C I A and A A A work together more often than they appear separately. Authentication protects confidentiality by keeping unknown users out. Authorization protects confidentiality and integrity by limiting what accepted users can see or change. Accounting supports integrity and accountability by creating records of activity. Availability can also depend on A A A because weak access controls may allow someone to disrupt a system, delete data, or misuse administrative functions. Picture a school grade system. C I A tells you that grades should be private, accurate, and available when needed. A A A tells you that users must prove who they are, receive only the access their role requires, and have important actions recorded. The two models are different, but they support the same overall goal: safer, more controlled use of systems and information.
One common mistake is treating these models like vocabulary that only matters for exam definitions. They are much more useful than that. When you read a scenario, try to identify which part of C I A is being threatened. Is private data being exposed? That points to confidentiality. Is information being changed or made unreliable? That points to integrity. Is a service down or unreachable? That points to availability. Then look for A A A issues. Did someone fail to prove identity properly? That points to authentication. Did someone have too much or too little access? That points to authorization. Is there no record of what happened? That points to accounting. This habit helps you slow down and reason through questions instead of jumping at the first familiar term.

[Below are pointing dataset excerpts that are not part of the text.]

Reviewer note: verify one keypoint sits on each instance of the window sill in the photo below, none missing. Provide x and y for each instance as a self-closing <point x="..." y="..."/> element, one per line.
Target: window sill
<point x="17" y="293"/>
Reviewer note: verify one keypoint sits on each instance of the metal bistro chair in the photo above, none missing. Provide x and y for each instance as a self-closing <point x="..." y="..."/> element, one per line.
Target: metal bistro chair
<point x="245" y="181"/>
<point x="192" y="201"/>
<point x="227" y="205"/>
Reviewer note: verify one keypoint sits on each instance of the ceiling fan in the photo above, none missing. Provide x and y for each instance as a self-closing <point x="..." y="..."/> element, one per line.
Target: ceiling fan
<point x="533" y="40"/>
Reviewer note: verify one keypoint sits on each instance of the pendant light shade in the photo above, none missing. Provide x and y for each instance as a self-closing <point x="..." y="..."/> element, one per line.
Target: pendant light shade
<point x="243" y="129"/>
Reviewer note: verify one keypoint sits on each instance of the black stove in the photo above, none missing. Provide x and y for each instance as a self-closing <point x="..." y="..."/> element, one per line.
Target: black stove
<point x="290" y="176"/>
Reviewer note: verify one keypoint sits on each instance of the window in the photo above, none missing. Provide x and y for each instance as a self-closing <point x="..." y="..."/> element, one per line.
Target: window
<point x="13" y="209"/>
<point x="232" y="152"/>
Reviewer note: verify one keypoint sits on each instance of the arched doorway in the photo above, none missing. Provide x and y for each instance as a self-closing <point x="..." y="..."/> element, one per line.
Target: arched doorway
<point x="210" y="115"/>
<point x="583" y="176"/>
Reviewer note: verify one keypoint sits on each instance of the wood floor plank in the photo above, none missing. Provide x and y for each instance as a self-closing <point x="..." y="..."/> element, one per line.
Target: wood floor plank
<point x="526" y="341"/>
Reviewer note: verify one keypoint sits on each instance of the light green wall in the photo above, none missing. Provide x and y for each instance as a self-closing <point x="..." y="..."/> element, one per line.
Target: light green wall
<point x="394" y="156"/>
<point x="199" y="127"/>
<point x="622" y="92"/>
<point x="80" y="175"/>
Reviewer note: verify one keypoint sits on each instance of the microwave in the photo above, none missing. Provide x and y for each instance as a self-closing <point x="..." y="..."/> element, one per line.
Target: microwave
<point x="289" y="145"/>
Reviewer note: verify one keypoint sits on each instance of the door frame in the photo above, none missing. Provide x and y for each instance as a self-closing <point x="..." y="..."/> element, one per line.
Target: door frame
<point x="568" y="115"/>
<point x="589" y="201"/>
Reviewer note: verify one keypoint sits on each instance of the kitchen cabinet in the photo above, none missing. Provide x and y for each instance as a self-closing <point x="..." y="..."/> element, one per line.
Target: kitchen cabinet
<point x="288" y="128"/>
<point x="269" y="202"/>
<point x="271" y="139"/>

The conclusion is that C I A and A A A are two of the best mental models you can carry into Security Plus. C I A helps you understand what security is trying to protect: privacy, trustworthiness, and usability. A A A helps you understand how access works: proving identity, granting permission, and recording activity. These models are simple, but they are not shallow. They show up in cloud security, identity management, incident response, encryption, logging, governance, and almost every other topic you will study. When a concept feels confusing, bring it back to these questions. What needs to stay private? What needs to stay accurate? What needs to stay available? Who is trying to access it? What should they be allowed to do? What record should exist afterward? Those questions will make the rest of security easier to understand.